- Born: Manipur, India
- Occupation: Classical dancer
- Known for: Manipuri dance, Nata Sankirtana
- Parent: S. Ksher Singh
- Awards: Padma Shri Manipuri State Kala Academy Award Sangeet Natak Akademi Award Baidya Ratna Award

= Sougaijam Thanil Singh =

Indian classical dancer

Sougaijam Thanil Singh is an Indian classical dancer, known for his proficiency in the classical dance forms of Manipuri and Nata Sankirtana. Born to S. Ksher Singh, a Manipuri dancer, in the Northeast Indian state of Manipur, he received his early training from his father as well as Guru Tombi Sharma, Guru Bhaigchandra Singh and Guru Koireng Singh.

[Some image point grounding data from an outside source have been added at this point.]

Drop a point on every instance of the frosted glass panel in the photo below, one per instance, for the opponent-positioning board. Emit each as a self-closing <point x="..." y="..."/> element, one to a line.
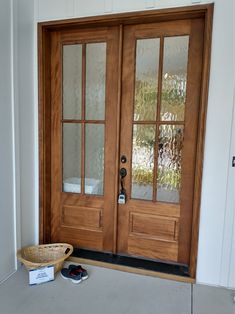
<point x="95" y="81"/>
<point x="72" y="81"/>
<point x="143" y="161"/>
<point x="169" y="163"/>
<point x="72" y="157"/>
<point x="146" y="81"/>
<point x="174" y="78"/>
<point x="94" y="163"/>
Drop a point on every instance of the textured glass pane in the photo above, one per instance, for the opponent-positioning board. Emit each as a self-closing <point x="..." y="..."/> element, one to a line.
<point x="174" y="78"/>
<point x="95" y="81"/>
<point x="143" y="161"/>
<point x="147" y="62"/>
<point x="72" y="81"/>
<point x="169" y="163"/>
<point x="72" y="157"/>
<point x="94" y="163"/>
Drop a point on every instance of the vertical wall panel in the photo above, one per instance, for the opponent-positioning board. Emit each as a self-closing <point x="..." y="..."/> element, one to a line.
<point x="89" y="7"/>
<point x="7" y="227"/>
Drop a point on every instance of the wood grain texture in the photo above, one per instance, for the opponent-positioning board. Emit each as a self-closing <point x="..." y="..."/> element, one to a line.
<point x="192" y="110"/>
<point x="151" y="248"/>
<point x="81" y="217"/>
<point x="69" y="30"/>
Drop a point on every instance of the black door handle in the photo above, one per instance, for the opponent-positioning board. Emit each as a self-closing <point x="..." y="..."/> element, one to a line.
<point x="122" y="173"/>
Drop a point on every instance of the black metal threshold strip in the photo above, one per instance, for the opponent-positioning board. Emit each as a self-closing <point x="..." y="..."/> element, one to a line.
<point x="172" y="269"/>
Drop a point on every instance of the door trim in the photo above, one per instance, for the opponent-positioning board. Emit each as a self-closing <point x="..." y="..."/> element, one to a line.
<point x="44" y="77"/>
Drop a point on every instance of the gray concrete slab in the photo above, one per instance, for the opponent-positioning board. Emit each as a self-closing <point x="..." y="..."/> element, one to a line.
<point x="212" y="300"/>
<point x="105" y="292"/>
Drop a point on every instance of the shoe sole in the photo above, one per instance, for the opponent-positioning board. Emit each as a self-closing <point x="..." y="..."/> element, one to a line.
<point x="74" y="281"/>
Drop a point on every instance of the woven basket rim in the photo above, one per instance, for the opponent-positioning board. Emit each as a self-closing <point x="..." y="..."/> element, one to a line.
<point x="43" y="264"/>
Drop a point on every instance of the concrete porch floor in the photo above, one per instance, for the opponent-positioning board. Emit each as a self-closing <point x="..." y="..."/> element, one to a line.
<point x="112" y="292"/>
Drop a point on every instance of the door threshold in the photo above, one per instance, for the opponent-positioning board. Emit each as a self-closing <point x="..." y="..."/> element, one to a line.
<point x="174" y="272"/>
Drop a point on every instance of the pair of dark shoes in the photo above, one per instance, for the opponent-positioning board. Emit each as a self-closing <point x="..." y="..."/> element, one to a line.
<point x="76" y="273"/>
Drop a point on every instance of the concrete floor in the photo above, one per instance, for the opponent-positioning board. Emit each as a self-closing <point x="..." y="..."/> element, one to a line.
<point x="112" y="292"/>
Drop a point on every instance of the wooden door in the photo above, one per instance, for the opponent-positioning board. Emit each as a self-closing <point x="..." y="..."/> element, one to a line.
<point x="162" y="68"/>
<point x="83" y="136"/>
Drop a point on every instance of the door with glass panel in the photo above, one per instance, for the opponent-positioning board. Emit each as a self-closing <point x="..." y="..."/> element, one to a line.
<point x="160" y="106"/>
<point x="83" y="136"/>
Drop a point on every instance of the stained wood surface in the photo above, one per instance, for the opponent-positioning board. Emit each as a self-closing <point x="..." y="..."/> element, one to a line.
<point x="50" y="34"/>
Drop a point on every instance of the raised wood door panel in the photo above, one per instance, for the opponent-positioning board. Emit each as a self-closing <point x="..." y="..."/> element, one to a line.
<point x="83" y="136"/>
<point x="156" y="221"/>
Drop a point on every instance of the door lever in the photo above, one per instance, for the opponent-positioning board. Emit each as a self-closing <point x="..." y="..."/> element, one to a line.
<point x="122" y="194"/>
<point x="122" y="173"/>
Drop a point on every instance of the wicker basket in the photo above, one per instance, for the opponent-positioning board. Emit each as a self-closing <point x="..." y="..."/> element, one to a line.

Later, he studied Manipuri dance and Nata Sankirtana, under Maisnam Amubi Singh, renowned dancer and Padma Shri awardee, at the Jawaharlal Nehru Manipur Dance Academy, Imphal, securing a diploma and a post graduate diploma, respectively, in the disciplines.

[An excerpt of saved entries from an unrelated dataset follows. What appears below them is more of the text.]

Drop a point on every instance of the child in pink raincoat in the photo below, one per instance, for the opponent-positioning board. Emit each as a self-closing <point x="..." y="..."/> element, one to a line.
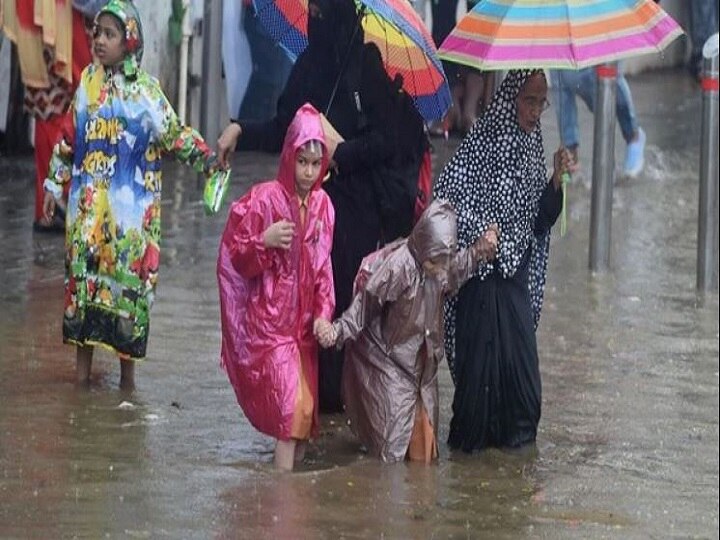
<point x="276" y="289"/>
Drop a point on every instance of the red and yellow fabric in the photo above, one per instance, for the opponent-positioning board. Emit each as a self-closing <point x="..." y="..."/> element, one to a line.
<point x="34" y="24"/>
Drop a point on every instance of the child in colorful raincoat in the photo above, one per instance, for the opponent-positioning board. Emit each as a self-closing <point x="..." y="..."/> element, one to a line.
<point x="393" y="334"/>
<point x="111" y="156"/>
<point x="276" y="289"/>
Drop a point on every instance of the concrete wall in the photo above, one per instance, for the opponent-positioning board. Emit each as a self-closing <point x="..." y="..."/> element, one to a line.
<point x="160" y="58"/>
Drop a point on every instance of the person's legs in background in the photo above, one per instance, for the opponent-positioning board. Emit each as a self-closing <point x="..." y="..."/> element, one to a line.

Joining his alma mater as a member of faculty, he rose in ranks to become the Pradhan Guru and superannuated as the director of the institution. He has performed on many stages in India and abroad. He is a Fellow of the Ministry of Culture of the Government of India and a recipient of the 1980 Manipuri State Kala Academy Award. He received the Sangeet Natak Akademi Award in 1994, followed by Baidya Ratna Award of the Manipur Sahitya Parishad. The Government of India awarded him the fourth highest civilian honour of the Padma Shri, in 2005, for his contributions to Indian classical dance.